Teaching robots like humans

Imagine teaching a robot 1000 tasks in just 24 hours. Imagine teaching robots just like you teach humans. In fact, what if teaching a robot were as easy as showing it once?

Humans can learn new skills almost instantly by watching, trying, or receiving a quick explanation. Robots, historically, haven’t been so lucky. Training them often requires huge datasets with real or virtual data, massive engineering effort, and weeks or months of experimentation.

But that may be changing.

In this episode of TechFirst, host John Koetsier talks with Edward Johns, Director of the Robot Learning Lab at Imperial College London, about a breakthrough in efficient imitation learning that allowed a robot to learn 1,000 different tasks in just 24 hours.

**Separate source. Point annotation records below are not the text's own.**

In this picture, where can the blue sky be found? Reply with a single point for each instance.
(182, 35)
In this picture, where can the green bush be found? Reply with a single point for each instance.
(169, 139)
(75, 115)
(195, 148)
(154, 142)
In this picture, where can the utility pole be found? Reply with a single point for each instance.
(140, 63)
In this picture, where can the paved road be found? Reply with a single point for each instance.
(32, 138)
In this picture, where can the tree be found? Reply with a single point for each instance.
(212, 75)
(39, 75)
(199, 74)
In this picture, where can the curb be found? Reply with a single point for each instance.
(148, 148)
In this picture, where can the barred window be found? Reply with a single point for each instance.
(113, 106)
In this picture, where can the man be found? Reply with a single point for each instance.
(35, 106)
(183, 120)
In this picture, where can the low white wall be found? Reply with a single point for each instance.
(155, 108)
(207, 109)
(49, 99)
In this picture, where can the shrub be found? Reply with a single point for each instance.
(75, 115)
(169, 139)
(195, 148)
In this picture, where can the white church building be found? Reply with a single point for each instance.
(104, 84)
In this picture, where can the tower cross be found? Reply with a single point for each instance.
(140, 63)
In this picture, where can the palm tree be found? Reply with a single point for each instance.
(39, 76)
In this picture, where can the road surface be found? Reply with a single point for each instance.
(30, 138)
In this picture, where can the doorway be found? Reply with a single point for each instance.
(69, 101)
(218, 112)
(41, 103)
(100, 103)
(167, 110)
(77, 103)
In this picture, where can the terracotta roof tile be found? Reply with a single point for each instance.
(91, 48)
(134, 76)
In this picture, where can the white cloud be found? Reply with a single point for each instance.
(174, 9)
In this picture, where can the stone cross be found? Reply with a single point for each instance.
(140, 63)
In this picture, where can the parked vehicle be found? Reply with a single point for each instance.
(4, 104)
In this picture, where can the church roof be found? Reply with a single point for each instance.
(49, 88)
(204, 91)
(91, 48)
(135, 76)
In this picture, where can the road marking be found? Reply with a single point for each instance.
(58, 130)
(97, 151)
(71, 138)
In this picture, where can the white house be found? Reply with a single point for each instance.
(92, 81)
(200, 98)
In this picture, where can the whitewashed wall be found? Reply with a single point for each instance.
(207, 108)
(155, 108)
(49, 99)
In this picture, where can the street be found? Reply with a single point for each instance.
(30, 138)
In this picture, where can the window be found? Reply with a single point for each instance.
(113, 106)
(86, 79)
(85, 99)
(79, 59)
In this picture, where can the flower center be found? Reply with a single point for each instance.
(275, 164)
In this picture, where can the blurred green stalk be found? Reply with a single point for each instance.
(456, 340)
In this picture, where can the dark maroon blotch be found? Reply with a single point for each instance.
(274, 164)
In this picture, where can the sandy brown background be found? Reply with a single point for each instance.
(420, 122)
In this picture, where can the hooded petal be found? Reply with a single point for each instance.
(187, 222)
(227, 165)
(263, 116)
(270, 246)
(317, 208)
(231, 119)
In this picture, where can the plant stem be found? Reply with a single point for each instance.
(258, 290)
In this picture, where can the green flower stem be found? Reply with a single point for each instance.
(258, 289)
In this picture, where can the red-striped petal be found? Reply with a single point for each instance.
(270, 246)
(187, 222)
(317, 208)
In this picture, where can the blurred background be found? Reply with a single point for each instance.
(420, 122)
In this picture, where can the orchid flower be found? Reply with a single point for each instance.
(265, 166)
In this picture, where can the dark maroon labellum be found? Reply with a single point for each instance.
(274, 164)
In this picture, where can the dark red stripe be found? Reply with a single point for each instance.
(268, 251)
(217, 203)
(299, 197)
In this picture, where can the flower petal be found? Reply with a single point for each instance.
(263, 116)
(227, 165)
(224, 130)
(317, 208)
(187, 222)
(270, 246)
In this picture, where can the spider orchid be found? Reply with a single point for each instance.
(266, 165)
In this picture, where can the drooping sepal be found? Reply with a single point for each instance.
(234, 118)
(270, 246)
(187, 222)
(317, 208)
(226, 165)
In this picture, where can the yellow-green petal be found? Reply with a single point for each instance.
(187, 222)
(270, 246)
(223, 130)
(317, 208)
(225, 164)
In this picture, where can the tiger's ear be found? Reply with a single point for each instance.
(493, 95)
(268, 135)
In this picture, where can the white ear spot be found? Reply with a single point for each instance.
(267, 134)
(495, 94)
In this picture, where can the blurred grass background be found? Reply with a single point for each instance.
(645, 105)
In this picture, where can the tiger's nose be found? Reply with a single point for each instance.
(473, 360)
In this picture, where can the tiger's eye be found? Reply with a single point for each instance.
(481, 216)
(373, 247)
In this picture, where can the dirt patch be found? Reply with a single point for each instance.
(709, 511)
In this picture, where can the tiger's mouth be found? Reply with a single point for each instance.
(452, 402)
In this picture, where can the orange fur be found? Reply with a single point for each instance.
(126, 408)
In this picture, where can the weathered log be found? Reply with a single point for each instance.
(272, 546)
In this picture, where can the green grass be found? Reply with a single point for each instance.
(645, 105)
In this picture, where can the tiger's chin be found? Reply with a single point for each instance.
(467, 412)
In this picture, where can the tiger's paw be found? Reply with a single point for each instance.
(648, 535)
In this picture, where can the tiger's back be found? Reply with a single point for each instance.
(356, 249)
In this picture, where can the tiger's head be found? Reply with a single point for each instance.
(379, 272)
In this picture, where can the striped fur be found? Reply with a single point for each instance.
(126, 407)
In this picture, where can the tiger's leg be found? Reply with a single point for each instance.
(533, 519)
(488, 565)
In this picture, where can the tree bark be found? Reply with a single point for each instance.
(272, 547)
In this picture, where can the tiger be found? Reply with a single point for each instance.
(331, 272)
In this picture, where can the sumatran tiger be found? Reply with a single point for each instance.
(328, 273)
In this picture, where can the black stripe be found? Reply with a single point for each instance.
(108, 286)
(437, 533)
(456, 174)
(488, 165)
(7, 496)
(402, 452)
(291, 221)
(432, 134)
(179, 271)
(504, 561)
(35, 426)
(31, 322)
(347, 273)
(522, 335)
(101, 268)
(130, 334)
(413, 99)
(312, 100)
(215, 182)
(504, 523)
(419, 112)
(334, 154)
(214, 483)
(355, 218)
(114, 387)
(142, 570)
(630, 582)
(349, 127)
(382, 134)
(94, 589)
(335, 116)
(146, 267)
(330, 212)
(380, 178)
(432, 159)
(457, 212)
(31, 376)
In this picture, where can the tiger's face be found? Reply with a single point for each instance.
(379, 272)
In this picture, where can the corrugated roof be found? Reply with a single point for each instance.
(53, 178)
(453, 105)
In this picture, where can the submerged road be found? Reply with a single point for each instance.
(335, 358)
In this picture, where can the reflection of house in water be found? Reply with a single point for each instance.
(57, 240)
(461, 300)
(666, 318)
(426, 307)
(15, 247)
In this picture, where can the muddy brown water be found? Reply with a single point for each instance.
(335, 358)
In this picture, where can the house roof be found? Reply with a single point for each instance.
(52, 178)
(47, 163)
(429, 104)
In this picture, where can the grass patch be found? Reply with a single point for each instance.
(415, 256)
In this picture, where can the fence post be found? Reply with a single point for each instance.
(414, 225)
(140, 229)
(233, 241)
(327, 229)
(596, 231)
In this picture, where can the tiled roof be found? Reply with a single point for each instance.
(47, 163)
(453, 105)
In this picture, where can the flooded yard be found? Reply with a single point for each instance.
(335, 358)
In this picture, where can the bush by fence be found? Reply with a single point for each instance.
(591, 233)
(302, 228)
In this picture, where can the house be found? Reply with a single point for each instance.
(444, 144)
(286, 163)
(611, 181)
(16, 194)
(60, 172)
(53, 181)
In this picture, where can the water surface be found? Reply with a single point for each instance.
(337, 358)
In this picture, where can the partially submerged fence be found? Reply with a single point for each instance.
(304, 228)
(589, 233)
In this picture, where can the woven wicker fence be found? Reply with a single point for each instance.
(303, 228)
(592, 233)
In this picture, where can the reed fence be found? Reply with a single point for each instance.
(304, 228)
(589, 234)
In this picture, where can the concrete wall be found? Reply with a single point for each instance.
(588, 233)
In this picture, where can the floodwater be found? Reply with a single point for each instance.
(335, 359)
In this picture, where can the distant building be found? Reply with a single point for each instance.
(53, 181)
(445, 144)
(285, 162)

Get the deepest insights concisely on the TechFirst Substack newsletter
Subscribe to the TechFirst YouTube channel to never miss an episode

And, watch our conversation here:

Instead of collecting huge datasets, Johns’ team combines simulation training, clever algorithm design, and single demonstrations to dramatically speed up how robots learn.

We discuss:

How robots can learn from just one demonstration
Why breaking tasks into “reach” and “interact” phases makes learning faster
The role of simulation data in robotics AI
Why robotics doesn’t have the same data advantage as large language models
The future of prompt-like robot training
Whether humanoid robots will actually learn like humans

As robotics hardware rapidly improves and costs fall, breakthroughs like this could be the key to making robots truly useful in homes, factories, and everyday life.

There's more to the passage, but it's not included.